Nos Estados Unidos -

Ex-defensora pública descobre câncer de pulmão sem sintomas após ver propaganda na rua

A norte-americana Denise Lee, ex-defensora pública, descobriu um câncer de pulmão aos 54 anos, em 2017, após participar de uma campanha de rastreamento da doença. Na época, ela havia acabado de decidir parar de fumar depois de quatro décadas de hábito e não apresentava sintomas. Com informações do Metrópoles.

Denise viu um cartaz em Fremont, na Califórnia, que informava sobre a possibilidade de ex-fumantes participarem de exames para investigação de câncer de pulmão. Após acessar o site indicado na campanha e confirmar que atendia aos critérios, ela marcou uma consulta médica e realizou uma tomografia computadorizada.

Menos de 24 horas após o exame, o pneumologista entrou em contato e pediu que Denise retornasse ao consultório.
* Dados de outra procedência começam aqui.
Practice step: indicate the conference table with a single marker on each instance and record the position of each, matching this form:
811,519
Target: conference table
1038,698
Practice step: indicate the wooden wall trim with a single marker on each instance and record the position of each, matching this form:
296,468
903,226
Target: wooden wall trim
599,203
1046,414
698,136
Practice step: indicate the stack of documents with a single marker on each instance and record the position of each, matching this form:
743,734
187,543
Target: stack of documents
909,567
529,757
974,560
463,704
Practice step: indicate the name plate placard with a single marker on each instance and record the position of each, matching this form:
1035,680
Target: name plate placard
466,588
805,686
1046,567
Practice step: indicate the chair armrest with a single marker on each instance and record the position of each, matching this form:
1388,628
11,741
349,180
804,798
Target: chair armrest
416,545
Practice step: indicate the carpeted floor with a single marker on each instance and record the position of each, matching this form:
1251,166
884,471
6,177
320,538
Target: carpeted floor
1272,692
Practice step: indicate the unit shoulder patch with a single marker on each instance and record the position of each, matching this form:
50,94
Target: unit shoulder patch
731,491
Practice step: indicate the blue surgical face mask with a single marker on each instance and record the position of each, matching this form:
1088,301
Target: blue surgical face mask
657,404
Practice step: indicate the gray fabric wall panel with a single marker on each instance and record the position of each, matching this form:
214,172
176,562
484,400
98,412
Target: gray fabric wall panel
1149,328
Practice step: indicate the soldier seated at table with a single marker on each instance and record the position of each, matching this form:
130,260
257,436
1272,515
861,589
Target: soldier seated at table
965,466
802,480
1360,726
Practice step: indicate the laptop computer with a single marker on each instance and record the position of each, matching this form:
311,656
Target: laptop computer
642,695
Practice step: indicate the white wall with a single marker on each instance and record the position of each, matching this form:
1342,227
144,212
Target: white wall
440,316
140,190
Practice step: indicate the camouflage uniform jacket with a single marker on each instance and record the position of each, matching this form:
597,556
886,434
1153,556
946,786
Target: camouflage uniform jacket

Na consulta, ela foi informada de que havia uma massa no lobo superior esquerdo do pulmão, com suspeita de câncer. Exames complementares e uma biópsia confirmaram posteriormente o diagnóstico, mesmo sem a presença de sintomas.

Foto: Divulgação/Amercian Lung AssociationMulher descobre câncer de pulmão depois de ver propaganda na rua

Em março de 2018, Denise passou por uma cirurgia para remover o tumor. Segundo ela, os médicos retiraram todo o lobo superior esquerdo do pulmão e 18 linfonodos para verificar se a doença havia se espalhado. Os exames não identificaram disseminação do câncer. Depois da cirurgia, ela realizou quatro sessões de quimioterapia e participou de um estudo clínico com um medicamento de imunoterapia.

Os tratamentos foram concluídos e, segundo Denise, ela não apresentou recorrência da doença nos oito anos seguintes. Ela atribui parte do resultado ao diagnóstico precoce e afirma que a campanha de rastreamento foi fundamental para identificar o câncer antes do surgimento de sintomas. “O outdoor salvou minha vida”, afirmou à revista People.

Denise começou a fumar aos 14 anos e manteve o hábito por 40 anos. Aos 54, decidiu abandonar o cigarro com auxílio de medicamentos. Atualmente, aos 63 anos, participa do Grupo Consultivo de Pacientes com Câncer de Pulmão da Associação Americana do Pulmão e atua em iniciativas voltadas a pacientes diagnosticados com a doença. Ela também compartilha a própria experiência para incentivar pessoas elegíveis a procurar o rastreamento.